In the forest industry, where capital investments and forest management plans span decades, we benefit by understanding wood markets and technologies as they actually function. This helps clarify risks and provide context for emerging wood demand from new applications and end markets. Over the past decade, we developed a point of view for understanding emerging markets based on tracking the wood bioenergy sector.
Four Lessons
The tight margins and global markets for wood pellets distinguish it from other forest products. In North America, over 90% of lumber, OSB and plywood production get consumed in the U.S. and Canada, while three out of four pellets (76%) get exported. Here are four lessons from our bottom-up research into wood bioenergy relevant to evaluating risk and to providing context for capital investment decisions. [Note: The Q1 2019 Forisk Strategy Note includes the full discussion of these lessons.]
- Have a simple screening and ranking process to separate speculative projects from viable investments. This approach applies to assessing “at-risk” mills and the suitability of wood baskets for timber investment and capacity expansions.
- Connect wood markets to end markets to assess strategic advantage. The simple math of “distance to mill” or “distance to customer” along with gross margins and the ability-to-pay for wood provide a framework for strategic analysis. Simply understanding how far firms must ship their products relative to each other illuminates basic competitiveness.
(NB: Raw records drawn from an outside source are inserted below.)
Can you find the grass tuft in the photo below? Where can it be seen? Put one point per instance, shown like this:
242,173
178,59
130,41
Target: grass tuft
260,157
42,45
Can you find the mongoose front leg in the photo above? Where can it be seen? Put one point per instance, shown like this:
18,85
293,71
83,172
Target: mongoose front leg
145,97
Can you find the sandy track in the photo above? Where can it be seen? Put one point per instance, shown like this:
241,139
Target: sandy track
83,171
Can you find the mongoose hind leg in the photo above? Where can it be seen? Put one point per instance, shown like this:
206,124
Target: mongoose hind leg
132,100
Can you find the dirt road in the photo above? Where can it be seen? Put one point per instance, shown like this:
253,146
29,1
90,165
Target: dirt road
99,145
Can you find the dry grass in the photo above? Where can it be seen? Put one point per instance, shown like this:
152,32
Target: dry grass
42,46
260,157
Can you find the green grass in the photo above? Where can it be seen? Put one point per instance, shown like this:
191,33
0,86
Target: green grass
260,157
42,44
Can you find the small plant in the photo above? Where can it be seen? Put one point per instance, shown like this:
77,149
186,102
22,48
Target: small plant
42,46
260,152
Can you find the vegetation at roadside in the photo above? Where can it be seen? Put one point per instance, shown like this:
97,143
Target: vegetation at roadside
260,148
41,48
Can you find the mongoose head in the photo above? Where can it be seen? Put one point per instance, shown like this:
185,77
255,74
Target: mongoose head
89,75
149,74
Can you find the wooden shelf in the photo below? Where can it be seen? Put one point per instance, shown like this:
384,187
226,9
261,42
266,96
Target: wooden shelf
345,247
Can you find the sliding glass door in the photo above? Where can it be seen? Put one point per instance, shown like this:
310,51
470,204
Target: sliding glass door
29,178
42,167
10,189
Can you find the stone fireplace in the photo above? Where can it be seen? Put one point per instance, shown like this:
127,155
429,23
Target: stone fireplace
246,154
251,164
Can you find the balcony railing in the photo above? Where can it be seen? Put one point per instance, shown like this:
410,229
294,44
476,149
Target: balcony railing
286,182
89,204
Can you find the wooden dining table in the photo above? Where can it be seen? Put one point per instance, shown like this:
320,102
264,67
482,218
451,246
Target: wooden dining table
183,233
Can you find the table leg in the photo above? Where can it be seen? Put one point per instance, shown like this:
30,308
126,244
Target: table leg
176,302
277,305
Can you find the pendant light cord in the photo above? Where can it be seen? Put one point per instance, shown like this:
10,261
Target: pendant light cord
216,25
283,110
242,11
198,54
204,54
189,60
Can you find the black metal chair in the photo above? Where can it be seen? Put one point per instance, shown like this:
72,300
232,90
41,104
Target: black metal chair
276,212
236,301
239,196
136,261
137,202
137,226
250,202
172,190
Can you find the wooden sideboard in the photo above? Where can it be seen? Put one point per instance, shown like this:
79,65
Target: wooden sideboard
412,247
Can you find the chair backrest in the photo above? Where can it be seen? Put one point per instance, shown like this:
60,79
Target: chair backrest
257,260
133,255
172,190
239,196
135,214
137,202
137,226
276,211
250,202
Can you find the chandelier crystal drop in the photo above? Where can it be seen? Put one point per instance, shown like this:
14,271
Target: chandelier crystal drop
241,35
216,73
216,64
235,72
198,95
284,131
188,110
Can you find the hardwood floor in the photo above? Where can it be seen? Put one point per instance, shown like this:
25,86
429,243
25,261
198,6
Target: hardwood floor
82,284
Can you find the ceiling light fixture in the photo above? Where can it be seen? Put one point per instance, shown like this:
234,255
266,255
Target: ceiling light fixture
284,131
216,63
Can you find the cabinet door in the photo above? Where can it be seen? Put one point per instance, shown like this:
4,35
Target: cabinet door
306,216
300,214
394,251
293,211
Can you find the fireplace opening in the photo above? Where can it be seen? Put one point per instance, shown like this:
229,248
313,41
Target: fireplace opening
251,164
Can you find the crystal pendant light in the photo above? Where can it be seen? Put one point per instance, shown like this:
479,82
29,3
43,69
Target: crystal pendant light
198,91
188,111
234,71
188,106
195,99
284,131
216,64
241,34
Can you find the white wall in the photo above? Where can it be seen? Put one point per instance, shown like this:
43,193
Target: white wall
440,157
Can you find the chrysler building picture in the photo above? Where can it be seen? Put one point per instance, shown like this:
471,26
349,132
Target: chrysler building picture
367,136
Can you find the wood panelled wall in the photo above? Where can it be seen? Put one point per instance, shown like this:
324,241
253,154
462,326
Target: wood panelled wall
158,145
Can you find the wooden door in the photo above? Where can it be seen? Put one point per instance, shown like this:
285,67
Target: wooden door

- Understand what drives capacity changes and consolidation to leverage and track the compounding benefits of technology and scale in the forest products industry across regions in North America.
- Communicate with context to provide the best possible guidance to your teams and clients, while also role-modeling what we expect from others. We must be “on guard” and disciplined as consumers and disseminators of analysis.
Without a structured approach to ordering the world, the world will impose its views on us. The fact is some things are more important than others, some things are easily verifiable, and some things depend on others. We have “nice to have” and “need to have.” There are “necessary” conditions and “sufficient” conditions. Simple processes help us sort the mess and prioritize.